An early prototype for Avatar-Centric Communication
The illustration also shows a user interface referencing the function keys of a standard keyboard, for triggering expressions. These keys were adapted as puppeteering triggers for body language. I had hoped that we could define a standard for using special keys on the keyboards for puppeteering avatars. This was inspired by a music education software package I once saw that came with an overlay for the computer keyboard that turned it into a simple piano. We had also explored the idea of using different “palettes” of expressions that the user could switch between for different conversational modes.
Will had hired Ken Duda to become Chief Technology Officer, and Ken started to build a team to develop the networking code, using the prototype that I was building and re-implementing it as a distributed simulation.
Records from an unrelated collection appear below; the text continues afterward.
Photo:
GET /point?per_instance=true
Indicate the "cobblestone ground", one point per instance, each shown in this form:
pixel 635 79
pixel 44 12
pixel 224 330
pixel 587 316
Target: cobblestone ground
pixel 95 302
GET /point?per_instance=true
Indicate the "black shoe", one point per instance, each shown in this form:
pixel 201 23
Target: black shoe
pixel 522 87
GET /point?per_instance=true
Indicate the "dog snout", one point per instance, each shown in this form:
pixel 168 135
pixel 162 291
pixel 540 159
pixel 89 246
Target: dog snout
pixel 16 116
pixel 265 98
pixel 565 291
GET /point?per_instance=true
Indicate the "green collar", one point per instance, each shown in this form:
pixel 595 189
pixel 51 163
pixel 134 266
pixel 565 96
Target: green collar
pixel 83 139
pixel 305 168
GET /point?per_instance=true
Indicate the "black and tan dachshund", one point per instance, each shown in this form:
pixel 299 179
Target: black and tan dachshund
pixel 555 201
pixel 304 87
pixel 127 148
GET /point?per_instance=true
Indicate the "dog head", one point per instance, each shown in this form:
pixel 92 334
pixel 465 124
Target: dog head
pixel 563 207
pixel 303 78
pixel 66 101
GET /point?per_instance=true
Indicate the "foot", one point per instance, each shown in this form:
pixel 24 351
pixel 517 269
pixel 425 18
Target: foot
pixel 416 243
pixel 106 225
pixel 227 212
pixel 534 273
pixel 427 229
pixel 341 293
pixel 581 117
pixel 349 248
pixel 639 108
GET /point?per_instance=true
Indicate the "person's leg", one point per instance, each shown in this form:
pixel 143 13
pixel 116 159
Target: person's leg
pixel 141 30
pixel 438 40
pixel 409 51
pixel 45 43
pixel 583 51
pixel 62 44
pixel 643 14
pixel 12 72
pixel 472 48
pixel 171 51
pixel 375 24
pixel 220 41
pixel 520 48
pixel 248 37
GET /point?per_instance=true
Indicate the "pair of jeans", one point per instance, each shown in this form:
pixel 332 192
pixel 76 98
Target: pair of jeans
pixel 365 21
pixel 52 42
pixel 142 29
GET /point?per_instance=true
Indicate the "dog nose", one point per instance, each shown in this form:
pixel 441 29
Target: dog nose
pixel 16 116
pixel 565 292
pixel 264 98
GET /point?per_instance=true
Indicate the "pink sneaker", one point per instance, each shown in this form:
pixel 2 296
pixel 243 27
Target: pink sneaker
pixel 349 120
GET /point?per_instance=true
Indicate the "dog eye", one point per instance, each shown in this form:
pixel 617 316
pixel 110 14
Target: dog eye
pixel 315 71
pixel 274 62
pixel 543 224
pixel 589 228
Meanwhile, I kept prototyping new ideas. I developed some “helper” code that allowed an avatar to wander in the world as if it were being controlled by a user, using a simple AI program. In doing so, I could set my avatars wandering about, stopping in front of each other, and emitting make-believe chats for each other. This allowed me to start testing out various socializing tools that I began to work on with Chuck. These were the beginnings of our Avatar-Centric Communication System.
Analogous to the creation of Chat Rooms in traditional instant messaging systems, we wanted to allow users to create chat groups implicitly, simply by walking up to each other, facing each other, and starting to type text. These actions would be picked up by the system, and a chat group would be automatically created. Similar designs have been described by other developers and researchers, such as the Conversational Circles of Salem and Earle (2000), shown here.
Conversation Circles (Salem and Earle, 2000)
On the next page is another illustration of my prototype, in which you can see several graphical elements. These were used to help design the system and see all the inner-workings so that we could debug as we went along. The existence of a chat group is indicated by a “hula hoop” that encircles the group. A two-person group can (barely) be seen in the distance. My avatar (I’m the black woman in the foreground, to the left) has just joined the group of five avatars in the foreground. A small bit of my chat group’s hula hoop can be seen behind my avatar. If my avatar were to move away from the center of my group, the hula hoop would grow a bit to accommodate my change in positioning, but only up to a point; if I moved far enough away, I would pop out of the chat group, and the hula hoop would shrink back to a smaller size, still encompassing the remaining five members of the group.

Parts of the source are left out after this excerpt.